Deference to the court is also compelled because here the trial judge has been engaged with the jurors in the trial of the case, questioned and instructed them, and observed them and attended to them over several days. See e.g., Golsun v. United States, 592 A.2d 1054, 1058 (D.C.1991) (with respect to sleeping jurors, the court of appeals “accord[ed] the trial court substantial deference in exercising its discretion because of the court’s familiarity with the proceedings, its observations of the witnesses and lawyers, and its superior opportunity to get a feel for the case” (citing Johnson v. United States, 398 A.2d 354, 362 (D.C.1979)); Yoon v. Consolidated Freightways, Inc., 726 S.W.2d 721, 723 (Mo.1987) (in case involving jurors dozing during trial, the Missouri Supreme Court stated that “[t]he trial judge who directs the course of the trial and personally observes the basis of the ruling is in the best position to know the effect of the error[ ]” (citations omitted))).

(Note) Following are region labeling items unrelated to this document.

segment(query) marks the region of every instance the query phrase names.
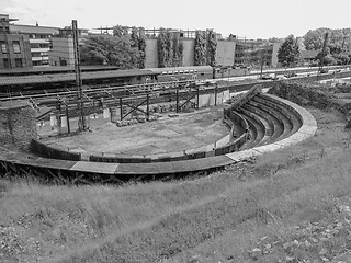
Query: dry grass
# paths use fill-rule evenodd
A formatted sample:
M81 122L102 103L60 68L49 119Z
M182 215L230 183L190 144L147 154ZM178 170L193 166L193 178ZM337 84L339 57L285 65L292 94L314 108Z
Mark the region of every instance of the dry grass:
M261 237L291 240L293 226L335 220L339 198L350 195L343 118L313 114L317 136L193 181L77 187L2 180L0 262L252 262L247 251ZM285 256L276 250L260 262Z

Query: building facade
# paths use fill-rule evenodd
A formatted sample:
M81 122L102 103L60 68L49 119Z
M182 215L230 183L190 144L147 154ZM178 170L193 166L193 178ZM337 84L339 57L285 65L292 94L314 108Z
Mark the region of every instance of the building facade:
M88 36L88 30L78 30L80 41ZM48 52L50 66L75 66L73 34L70 26L60 28L57 35L52 37L52 48Z
M32 67L30 38L11 32L7 14L0 14L0 69Z
M279 43L238 39L236 42L235 65L276 67L279 47Z
M11 32L29 36L31 43L32 64L49 66L48 52L52 48L52 37L58 34L58 27L11 24Z

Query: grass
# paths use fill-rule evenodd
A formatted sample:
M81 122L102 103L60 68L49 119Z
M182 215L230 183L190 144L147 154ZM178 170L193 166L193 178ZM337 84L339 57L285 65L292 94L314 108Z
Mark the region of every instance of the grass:
M57 186L0 181L0 262L278 262L252 259L262 237L294 240L295 226L331 222L350 195L343 116L310 108L317 135L206 178ZM4 244L3 244L4 243ZM296 251L313 259L318 251Z

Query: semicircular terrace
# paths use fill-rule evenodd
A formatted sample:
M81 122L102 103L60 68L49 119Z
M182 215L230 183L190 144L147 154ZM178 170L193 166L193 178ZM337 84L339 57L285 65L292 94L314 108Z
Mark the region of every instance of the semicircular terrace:
M123 182L136 179L165 179L208 171L233 164L267 151L296 144L309 136L317 124L312 114L290 101L262 94L252 88L224 110L229 134L213 145L167 156L106 156L54 149L38 141L32 148L45 157L5 150L0 153L1 169L22 174L69 182ZM234 125L242 133L233 134ZM52 159L49 157L58 157Z

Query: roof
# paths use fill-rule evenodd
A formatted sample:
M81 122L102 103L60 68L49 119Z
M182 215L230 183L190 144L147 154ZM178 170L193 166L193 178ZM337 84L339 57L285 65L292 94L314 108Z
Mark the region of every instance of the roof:
M53 26L36 26L36 25L22 25L22 24L10 24L10 30L27 34L54 34L58 33L59 27Z
M118 77L132 76L149 76L155 75L150 70L129 69L129 70L109 70L99 72L82 72L82 80L91 79L109 79ZM31 75L18 77L1 77L0 85L18 85L18 84L35 84L35 83L50 83L50 82L68 82L75 81L75 73L56 73L56 75Z
M299 53L304 59L312 59L317 57L319 50L301 50Z
M196 69L197 71L212 71L211 66L188 66L188 67L169 67L169 68L148 68L148 70L151 70L155 73L161 73L165 71L181 71L181 70L192 70Z
M80 66L81 71L100 71L100 70L117 70L116 66ZM26 67L26 68L5 68L0 69L0 76L11 76L11 75L29 75L29 73L50 73L50 72L73 72L75 67L70 66L42 66L42 67Z

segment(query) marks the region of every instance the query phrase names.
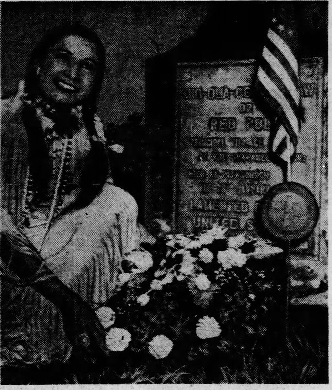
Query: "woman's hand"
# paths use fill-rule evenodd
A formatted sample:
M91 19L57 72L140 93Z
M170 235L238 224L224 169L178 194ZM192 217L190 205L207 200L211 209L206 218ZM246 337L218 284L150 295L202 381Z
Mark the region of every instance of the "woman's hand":
M106 345L106 333L94 311L78 296L62 311L64 330L78 355L95 362L111 353Z
M23 105L21 98L24 94L25 83L23 80L19 82L16 94L8 99L3 99L1 102L1 116L6 115L13 115L17 112Z

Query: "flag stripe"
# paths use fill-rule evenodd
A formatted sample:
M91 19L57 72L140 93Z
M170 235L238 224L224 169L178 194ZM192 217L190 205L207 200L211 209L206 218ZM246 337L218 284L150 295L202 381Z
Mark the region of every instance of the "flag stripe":
M269 63L271 68L277 74L280 80L289 91L295 103L298 106L300 102L300 96L298 90L294 85L294 83L290 77L286 69L278 58L275 57L270 51L266 47L264 47L263 51L263 56L265 60Z
M297 104L288 88L285 84L280 80L280 78L275 72L274 69L271 67L270 64L265 59L261 61L261 67L264 71L268 77L277 86L284 96L284 99L286 100L294 113L297 117L299 112L299 105Z
M296 74L298 74L298 64L296 58L283 39L271 28L268 31L268 38L282 53L284 53L285 58L288 61L294 72Z
M282 108L293 132L297 135L298 133L298 120L289 103L285 99L285 97L280 90L272 80L269 78L261 67L260 67L258 69L258 76L259 79L267 91L279 103Z
M265 47L278 58L279 61L282 64L285 70L288 73L289 77L291 79L294 85L299 89L299 78L298 75L294 72L294 70L290 65L283 54L279 50L275 45L274 44L270 39L267 39Z
M260 95L264 98L266 103L267 102L268 105L270 107L274 116L278 118L279 121L283 123L284 125L286 127L288 132L289 134L290 134L291 141L296 144L297 135L293 130L291 124L290 123L287 117L286 116L280 105L270 94L269 91L266 90L259 80L257 80L255 86Z
M295 153L300 127L301 96L296 54L298 34L293 6L278 7L258 63L255 90L271 111L272 151L289 163Z
M279 154L279 151L282 153L284 151L284 149L287 147L287 136L288 136L288 133L286 131L283 126L281 125L278 131L277 131L273 139L272 145L272 150L278 154ZM282 149L282 148L284 149ZM290 145L290 153L291 156L294 154L295 150L294 145L292 143Z

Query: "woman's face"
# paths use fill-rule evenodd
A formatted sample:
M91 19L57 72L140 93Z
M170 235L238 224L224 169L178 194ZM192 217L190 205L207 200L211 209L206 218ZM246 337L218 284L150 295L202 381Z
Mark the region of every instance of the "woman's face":
M95 44L86 38L69 35L49 49L38 71L39 88L53 103L80 104L91 93L99 58Z

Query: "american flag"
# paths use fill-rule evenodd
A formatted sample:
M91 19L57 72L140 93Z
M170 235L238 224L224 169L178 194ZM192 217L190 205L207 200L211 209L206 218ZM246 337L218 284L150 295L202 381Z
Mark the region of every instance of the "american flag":
M275 121L272 148L289 163L300 127L298 36L292 6L280 7L268 31L258 61L255 88L272 110Z

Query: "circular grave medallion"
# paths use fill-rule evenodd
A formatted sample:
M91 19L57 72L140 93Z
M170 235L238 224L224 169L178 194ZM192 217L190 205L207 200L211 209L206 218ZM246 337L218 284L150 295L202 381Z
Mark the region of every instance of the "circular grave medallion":
M305 187L292 182L271 187L260 202L258 224L263 232L283 241L300 241L314 229L318 206Z

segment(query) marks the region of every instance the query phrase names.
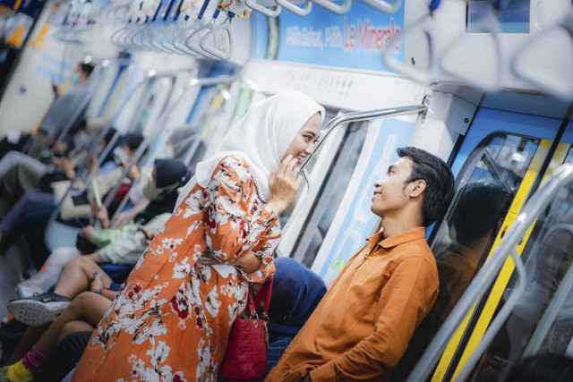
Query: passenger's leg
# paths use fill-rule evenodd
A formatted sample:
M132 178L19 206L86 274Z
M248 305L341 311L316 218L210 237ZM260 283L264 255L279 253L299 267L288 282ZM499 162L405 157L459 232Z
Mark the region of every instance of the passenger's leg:
M38 340L36 348L42 354L49 357L56 349L57 340L65 324L82 320L95 327L110 306L111 300L93 292L84 292L79 294L60 317L50 325L44 335Z
M87 291L94 279L93 271L101 275L106 287L109 287L112 279L93 260L81 256L68 261L62 269L54 292L70 299Z
M21 379L33 374L56 350L57 340L65 324L74 320L84 320L95 327L110 305L111 300L91 292L78 295L62 315L50 325L24 358L10 366L9 369L3 369L4 373L9 377L12 373L12 376L19 377Z
M104 286L109 287L111 278L94 261L81 256L64 266L54 293L11 300L8 310L16 319L27 325L55 321L60 313L69 308L71 299L88 290L94 279L94 270L101 276Z
M16 345L13 352L12 353L10 358L8 358L8 361L6 361L6 365L12 365L21 360L24 355L26 355L26 353L30 352L30 349L32 348L34 344L36 344L36 341L38 341L39 337L42 336L48 327L49 324L44 324L38 327L28 327L28 329L26 329L26 332L24 333L24 335L22 335L22 337L18 342L18 344Z
M83 321L72 321L64 327L63 332L68 328L70 324L79 322L81 322L82 325L88 325ZM93 327L90 326L90 327L89 331L73 332L59 342L50 357L50 361L46 365L45 370L38 378L39 382L59 382L75 368L90 342L90 337L91 337ZM35 377L38 378L38 376Z

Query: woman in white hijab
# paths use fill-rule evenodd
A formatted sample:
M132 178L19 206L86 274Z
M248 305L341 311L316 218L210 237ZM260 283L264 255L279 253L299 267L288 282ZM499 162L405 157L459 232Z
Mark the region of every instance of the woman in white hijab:
M248 284L274 274L278 214L296 194L297 166L312 153L323 118L308 96L285 91L233 127L218 154L197 165L73 380L217 379Z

Having also conducted the necessary inquiry of the three subject jurors pursuant to Defendant’s motion, the court’s assessment of the impact of a juror’s sleep on the deliberation and verdict of the jury should be given controlling weight in view of our case law.1 Thus, the court’s order for a new trial should be affirmed.
. I agree with the dissent of Justice Duffy that emphasizes this point. As noted supra, the consequence of the majority’s decision is in effect to establish the rule that sleeping through twenty percent of a defendant’s final argument regarding proof beyond a reasonable doubt is legally allowable. Because of our case law on closing argument, see State v. Vliet, 91 Hawai'i 288, 983 P.2d 189 (1999), it would be a rare criminal case where such conduct would not amount to prejudice.